Daily Archives: April 16, 2022

Ram Hinsdale Got the Headline, But Not So Fast

The latest federal campaign finance reports are in, and State Sen Kesha Ram Hinsdale took the headline by winning the first-quarter fundraising race among the Democratic candidates for Congress with $444,213. Senate President Pro Tem Becca Balint was next with $368,382. Lt. Gov. Molly Gray, rather surprisingly, was third with $292,208 in first-quarter takings. (Sianay Chase Clifford isn’t competitive in the money race with a little more than $7,000 in donations. She’ll have to hope for a people-powered David v. Goliath effort.)

But those topline numbers don’t tell the whole story. In fact, they’re downright misleading for a number of reasons. Ram Hinsdale took in the most during the first quarter — but if you look at fundraising for the entire campaign, Gray is first. If you look at cash on hand, Balint is first and Ram Hinsdale is a distant third. And that’s really the most important metric, isn’t it?

(Standard disclaimer: Fundraising is only one measure of a campaign’s strength. As long as you’re competitive, it doesn’t matter how much you’ve got. It’s how well you spend it and how strong your grassroots game is. But money is the only campaign metric that’s easily measurable, so we dutifully measure it.)

Another thing.

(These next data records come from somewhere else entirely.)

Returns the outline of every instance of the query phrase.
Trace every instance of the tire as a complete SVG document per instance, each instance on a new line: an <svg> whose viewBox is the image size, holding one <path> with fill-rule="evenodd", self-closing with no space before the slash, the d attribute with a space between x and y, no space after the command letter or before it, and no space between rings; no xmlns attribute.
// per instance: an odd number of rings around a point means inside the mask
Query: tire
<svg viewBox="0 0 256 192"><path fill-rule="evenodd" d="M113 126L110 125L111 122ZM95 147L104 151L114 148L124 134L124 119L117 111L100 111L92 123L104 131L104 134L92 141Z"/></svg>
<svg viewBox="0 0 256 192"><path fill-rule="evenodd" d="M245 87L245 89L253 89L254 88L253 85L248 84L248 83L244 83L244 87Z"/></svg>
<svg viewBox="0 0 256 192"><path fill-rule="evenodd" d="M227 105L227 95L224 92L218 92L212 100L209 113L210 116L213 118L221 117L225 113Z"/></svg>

Ram Hinsdale has 56 individual donors who’ve given the maximum $2,900 for the primary campaign. That’s $162,500 of her total, and none of those people can give to Ram Hinsdale again until the general election campaign. Balint, by comparison, has only 23 max donors, worth $66,700 of her total. She has a lot more room to go back to donors and ask for more money. (Gray has 27.)

On the other side of the ledger, Ram Hinsdale has been spending money at a brisk pace, including a boatload on out-of-state consultancies, strategists, and media production outfits. In fact, if you look at her fundraising and spending without knowing whose it is, you’d think you were looking at a big-money corporate Democrat’s campaign, not a self-described champion of working folk.

So let’s look at cash on hand which, to me, is the most important metric going forward. Balint has $432,597. Gray has $404,369. Ram Hinsdale? $218,691. She’s got much less room to fundraise, and she’s got half as much money in the bank. Does that sound like the “winner”?